Thought experiment story of someone of someone who lost everything in a house fire, and now can’t log into anything:
But to get into my cloud, I need my password and 2FA. And even if I could convince the cloud provider to bypass that and let me in, the backup is secured with a password which is stored in—you guessed it—my Password Manager.
I am in cyclic dependency hell. To get my passwords, I need my 2FA. To get my 2FA, I need my passwords.
It’s a one-in-a-million story, and one that’s hard to take into account in system design.
This is where we reach the limits of the “Code Is Law” movement.
In the boring analogue world—I am pretty sure that I’d be able to convince a human that I am who I say I am. And, thus, get access to my accounts. I may have to go to court to force a company to give me access back, but it is possible.

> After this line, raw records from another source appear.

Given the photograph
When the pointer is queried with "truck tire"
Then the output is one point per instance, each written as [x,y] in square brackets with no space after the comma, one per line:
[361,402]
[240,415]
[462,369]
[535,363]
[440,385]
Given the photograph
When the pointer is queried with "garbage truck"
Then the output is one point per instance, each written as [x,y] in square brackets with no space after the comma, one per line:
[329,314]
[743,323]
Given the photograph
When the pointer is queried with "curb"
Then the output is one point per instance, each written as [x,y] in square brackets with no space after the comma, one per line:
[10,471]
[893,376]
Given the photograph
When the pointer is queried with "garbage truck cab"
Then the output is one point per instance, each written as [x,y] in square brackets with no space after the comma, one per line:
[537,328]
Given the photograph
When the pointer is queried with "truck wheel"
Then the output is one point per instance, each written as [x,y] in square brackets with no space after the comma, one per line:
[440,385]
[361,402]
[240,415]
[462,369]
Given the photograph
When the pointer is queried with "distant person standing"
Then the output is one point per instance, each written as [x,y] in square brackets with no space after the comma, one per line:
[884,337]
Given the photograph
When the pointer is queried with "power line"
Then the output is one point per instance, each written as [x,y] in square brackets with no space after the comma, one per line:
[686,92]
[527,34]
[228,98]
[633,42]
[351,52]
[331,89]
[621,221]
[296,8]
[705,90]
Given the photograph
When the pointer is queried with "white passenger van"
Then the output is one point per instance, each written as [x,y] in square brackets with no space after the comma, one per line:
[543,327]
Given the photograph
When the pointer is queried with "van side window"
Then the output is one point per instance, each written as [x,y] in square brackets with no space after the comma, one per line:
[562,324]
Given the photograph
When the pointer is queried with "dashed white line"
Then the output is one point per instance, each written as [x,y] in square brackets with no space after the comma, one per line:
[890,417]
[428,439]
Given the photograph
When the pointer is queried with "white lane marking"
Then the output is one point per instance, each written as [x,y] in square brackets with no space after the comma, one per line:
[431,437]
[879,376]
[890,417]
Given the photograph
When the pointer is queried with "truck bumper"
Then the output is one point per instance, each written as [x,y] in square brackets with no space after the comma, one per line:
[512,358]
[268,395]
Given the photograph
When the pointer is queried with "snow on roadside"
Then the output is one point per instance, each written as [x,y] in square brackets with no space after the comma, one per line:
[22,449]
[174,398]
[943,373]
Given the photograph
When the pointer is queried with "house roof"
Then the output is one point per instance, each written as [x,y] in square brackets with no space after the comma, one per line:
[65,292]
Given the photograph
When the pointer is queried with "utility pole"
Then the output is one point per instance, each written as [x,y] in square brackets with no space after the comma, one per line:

But when things are secured by an unassailable algorithm—I am out of luck. No amount of pleading will let me without the correct credentials. The company which provides my password manager simply doesn’t have access to my passwords. There is no-one to convince. Code is law.
Of course, if I can wangle my way past security, an evil-doer could also do so.
So which is the bigger risk?
An impersonator who convinces a service provider that they are me?
A malicious insider who works for a service provider?
Me permanently losing access to all of my identifiers?
I don’t know the answer to that.
Those risks are in the order of most common to least common, but that doesn’t necessarily mean that they are in risk order. They probably are, but then we’re left with no good way to handle someone who has lost all their digital credentials—computer, phone, backup, hardware token, wallet with ID cards—in a catastrophic house fire.
I want to remind readers that this isn’t a true story. It didn’t actually happen. It’s a thought experiment.